Siamo abituati a lottare per difendere bambini e adolescenti da nemici visibili: persone che abusano di loro, insegnanti maneschi, genitori maltrattanti o violenti, bulli. Questi nemici hanno tutti una fisicità. Ma ne esiste uno insidioso e invisibile, che è altrettanto pericoloso perché ne mina il benessere: il disagio emotivo.
La pandemia ha fortemente colpito i nostri ragazzi, non solo per i traumi legati alla malattia e alle conseguenze economiche e sociali, ma anche perché ne ha stravolto la quotidianità. Ci sono le difficoltà a frequentare amici e amori, c’è la didattica a distanza, ci sono giorni che sembrano essere sempre uguali a se stessi, c’è soprattutto una profonda incertezza sul futuro, unita alla sensazione di non essere stati presi in considerazione.
I minorenni ci parlano e lo fanno a modo loro: alzando la voce e manifestando, oppure attraverso comportamenti devianti, dalle maxirisse alle sfide estreme documentate online. Negli ultimi mesi i ragazzi hanno iniziato a gridare perché non si sentono ascoltati. Gridano anche attraverso il corpo: tagliandosi la pelle con unghie, aghi, lamette. O smettendo di mangiare o abbuffandosi in maniera patologica, anche tra gli 8 e i 9 anni. E gridano provando a uccidersi.

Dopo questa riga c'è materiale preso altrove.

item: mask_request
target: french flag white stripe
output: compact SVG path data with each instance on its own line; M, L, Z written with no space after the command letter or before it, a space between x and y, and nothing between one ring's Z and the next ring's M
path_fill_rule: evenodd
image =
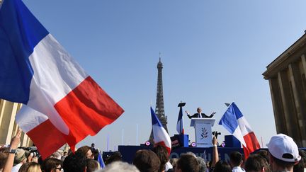
M35 46L29 59L34 76L27 105L47 115L60 131L68 134L68 127L53 107L88 74L50 34Z
M251 128L251 126L249 125L249 122L246 121L246 120L244 118L244 116L238 119L238 125L239 127L240 128L242 136L245 136L248 134L249 132L253 132L253 130Z
M239 127L238 126L236 130L234 131L234 133L232 134L240 142L246 147L246 143L244 142L244 139L243 138L242 133L240 130Z
M16 123L26 133L32 130L48 117L47 115L23 105L16 117Z
M154 141L155 143L164 142L166 147L171 148L171 139L168 133L164 129L158 125L153 125Z

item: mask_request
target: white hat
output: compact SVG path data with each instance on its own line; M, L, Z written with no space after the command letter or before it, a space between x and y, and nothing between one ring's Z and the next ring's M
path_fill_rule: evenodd
M301 159L298 145L289 136L283 134L275 135L266 146L270 154L276 159L286 162L296 162Z

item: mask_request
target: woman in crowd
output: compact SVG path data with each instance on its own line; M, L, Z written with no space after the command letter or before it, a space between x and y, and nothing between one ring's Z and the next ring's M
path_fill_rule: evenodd
M62 161L55 159L46 159L42 164L41 168L42 172L60 172L62 170Z
M40 165L35 162L23 164L19 168L18 172L42 172Z

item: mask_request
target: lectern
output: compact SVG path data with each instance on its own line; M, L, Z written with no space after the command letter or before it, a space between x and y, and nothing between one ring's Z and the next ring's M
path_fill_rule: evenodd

Il 114, il telefono per l’emergenza infanzia del Dipartimento delle politiche della famiglia gestito da Telefono Azzurro, ha registrato nel 2020 una crescita del 50% rispetto all’anno precedente dei tentativi di suicidio tra i minorenni, del 53% delle idee suicidarie e del 7% degli atti autolesivi. I reparti di neuropsichiatria infantile sono al colmo, come il “Bambin Gesù” di Roma, e molto spesso per accogliere ragazzi che hanno cercato di togliersi la vita.
Non è più possibile ignorare la minaccia al benessere e alla salute mentale di bambini e ragazzi. Occorre intervenire con la massima rapidità e la risposta può solo arrivare, nell’immediato, da chi è più vicino alle persone. Sarebbe opportuno, in tal senso, dare un nuovo impulso ai consultori, portandoli a intervenire nelle scuole e a supportare le famiglie. Inoltre, negli istituti scolastici, agli sportelli d’ascolto si potrebbero affiancare interventi che utilizzino il gruppo di pari come occasione di confronto e di crescita: bisogna dare a bambini e ragazzi il modo di esprimersi, di essere ascoltati e di condividere il malessere.
Tuttavia, l’esigenza di potenziare il supporto e di anticipare, per le situazioni che lo richiedono, la diagnosi e l’intervento dei servizi specialistici per la presa in carico, si scontra con le carenze del Paese già note e segnalate dall’Autorità garante per l’infanzia e l’adolescenza sin dal 2018. Mancano infatti i servizi di supporto alle famiglie, quelli intermedi – come ad esempio potrebbero essere i centri diurni – che possano dare risposte in maniera flessibile e senza lunghe liste di attesa.
La pandemia, come avvenuto per la didattica a distanza o lo smart working alle prese con una connettività non sempre adeguata, ha portato alla luce le disomogeneità dei territori. Ora bisogna recuperare il tempo perduto e trovare soluzioni: lo sforzo deve riguardare tutte le istituzioni e il sistema Paese nel suo insieme, soprattutto di fronte all’urgenza di tutelare la psiche dei nostri figli. In tal senso, appare quanto mai necessaria l’adozione del V Piano nazionale di azione e di interventi per la tutela dei diritti e lo sviluppo dei soggetti in età evolutiva. Da parte sua l’Autorità garante convocherà un tavolo con esperti, oltre ad avviare una ricerca su benessere e salute mentale dei minorenni, con lo scopo di arrivare a elaborare raccomandazioni utili ad assicurare adeguate risposte alle esigenze di bambini e ragazzi e guardare così al loro e nostro futuro.